Especially in humid or wet environments, such as bathrooms and kitchens, silicone sealants must be protected by the use of biocides from the growth of microbiological agents, i.e. fungi (mould or yeast), bacteria, or algae, to ensure longevity of the aesthetic aspect of sealing joints. Environmental aspects of using biocides, efficacy of active ingredients, and appropriate test methods to be used in order to assess ultimate performance and predict service-life durability under various weathering conditions (underwater leaching, UV exposure, outdoor) are all important aspects that require careful consideration.
Based on the experiences acquired in Rohm and Haas and Dow Corning laboratories, respectively, we have shown the importance of pre-conditioning the specimens, and selecting the appropriate test method to assess the anti-fungal protection of sealants. Among the various methods developed for that purpose, i.e., CAN2-19.0-M77, Wallhauser test method, NFX 41-514, ISO 846 and ASTM G21-96, we have shown that ISO846, method B, is the most appropriate for assessing the efficacy of biocides in protecting sealants against fungus growth in sanitary environments. We also discuss the choice of the appropriate inoculums and challenge testing conditions, as well as the key aspects that are important for proper interpretation of the ratings resulting from the challenge tests.
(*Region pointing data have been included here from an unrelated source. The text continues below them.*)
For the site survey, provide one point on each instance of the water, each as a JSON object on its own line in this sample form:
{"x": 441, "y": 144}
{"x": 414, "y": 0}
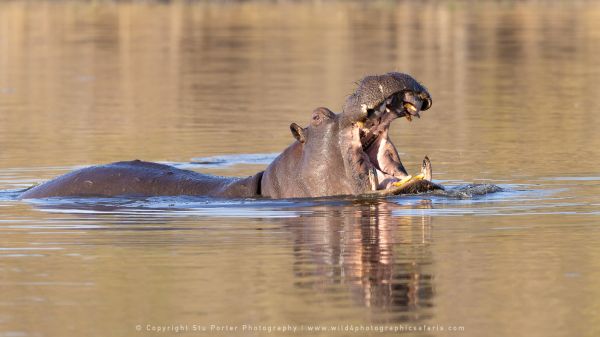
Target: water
{"x": 213, "y": 87}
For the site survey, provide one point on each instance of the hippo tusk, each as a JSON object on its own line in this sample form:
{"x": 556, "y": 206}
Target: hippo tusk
{"x": 373, "y": 179}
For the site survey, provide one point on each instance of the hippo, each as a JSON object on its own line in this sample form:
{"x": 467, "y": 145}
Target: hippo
{"x": 347, "y": 153}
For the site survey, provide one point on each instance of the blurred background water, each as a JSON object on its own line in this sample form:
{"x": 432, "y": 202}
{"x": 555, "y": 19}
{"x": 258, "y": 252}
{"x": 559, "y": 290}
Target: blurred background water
{"x": 515, "y": 91}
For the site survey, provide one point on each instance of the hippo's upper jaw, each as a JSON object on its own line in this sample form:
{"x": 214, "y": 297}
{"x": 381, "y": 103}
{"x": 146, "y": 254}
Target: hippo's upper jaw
{"x": 370, "y": 110}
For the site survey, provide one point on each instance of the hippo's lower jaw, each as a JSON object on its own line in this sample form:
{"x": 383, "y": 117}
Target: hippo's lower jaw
{"x": 385, "y": 169}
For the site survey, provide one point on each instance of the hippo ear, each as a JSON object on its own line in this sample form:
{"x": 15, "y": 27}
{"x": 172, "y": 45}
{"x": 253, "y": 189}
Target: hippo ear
{"x": 298, "y": 132}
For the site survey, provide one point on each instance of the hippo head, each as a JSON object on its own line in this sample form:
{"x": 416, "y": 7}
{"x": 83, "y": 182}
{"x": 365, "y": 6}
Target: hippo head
{"x": 350, "y": 152}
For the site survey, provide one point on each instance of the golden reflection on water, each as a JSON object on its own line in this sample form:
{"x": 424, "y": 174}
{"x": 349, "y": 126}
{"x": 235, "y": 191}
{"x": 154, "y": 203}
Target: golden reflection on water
{"x": 515, "y": 93}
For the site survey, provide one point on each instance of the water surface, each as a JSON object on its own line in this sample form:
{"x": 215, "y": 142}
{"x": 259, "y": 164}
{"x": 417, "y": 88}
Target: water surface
{"x": 213, "y": 88}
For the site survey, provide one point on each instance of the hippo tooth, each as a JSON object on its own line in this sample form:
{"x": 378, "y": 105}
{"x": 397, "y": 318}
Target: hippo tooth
{"x": 410, "y": 107}
{"x": 373, "y": 179}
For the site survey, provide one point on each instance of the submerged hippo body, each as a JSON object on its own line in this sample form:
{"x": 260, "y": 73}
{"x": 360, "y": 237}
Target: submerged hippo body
{"x": 336, "y": 154}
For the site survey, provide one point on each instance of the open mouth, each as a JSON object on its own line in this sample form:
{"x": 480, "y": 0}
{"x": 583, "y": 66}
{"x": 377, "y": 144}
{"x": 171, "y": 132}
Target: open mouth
{"x": 385, "y": 168}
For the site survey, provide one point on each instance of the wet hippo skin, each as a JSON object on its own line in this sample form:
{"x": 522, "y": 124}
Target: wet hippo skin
{"x": 348, "y": 153}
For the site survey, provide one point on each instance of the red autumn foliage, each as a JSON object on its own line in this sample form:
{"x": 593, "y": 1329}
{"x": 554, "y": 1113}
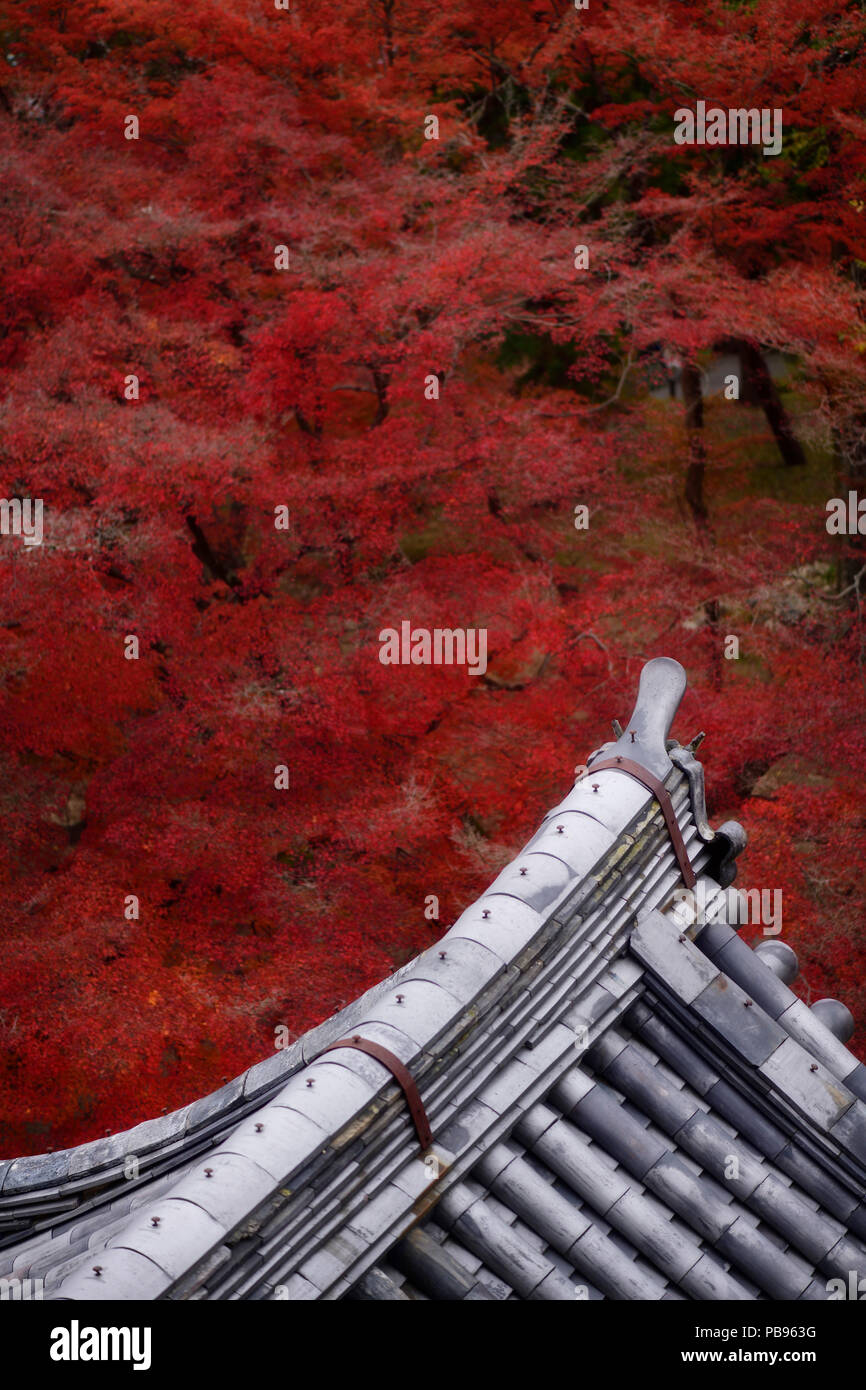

Comparative testing carried out with various silicone sealant systems enabled the identification of active ingredients adequate to provide durable protection of a cured silicone sealant, in particular after underwater leach-out conditioning, which for weatherproof sealing in residential glazing and sanitary applications is an important requirement. Comparison of the ratings obtained before and after underwater leaching provides therefore insights that allow estimation of the decrease of anti-fungal efficacy over time during service-life. Key selection criteria that an effective biocide needs to fulfill are also suggested.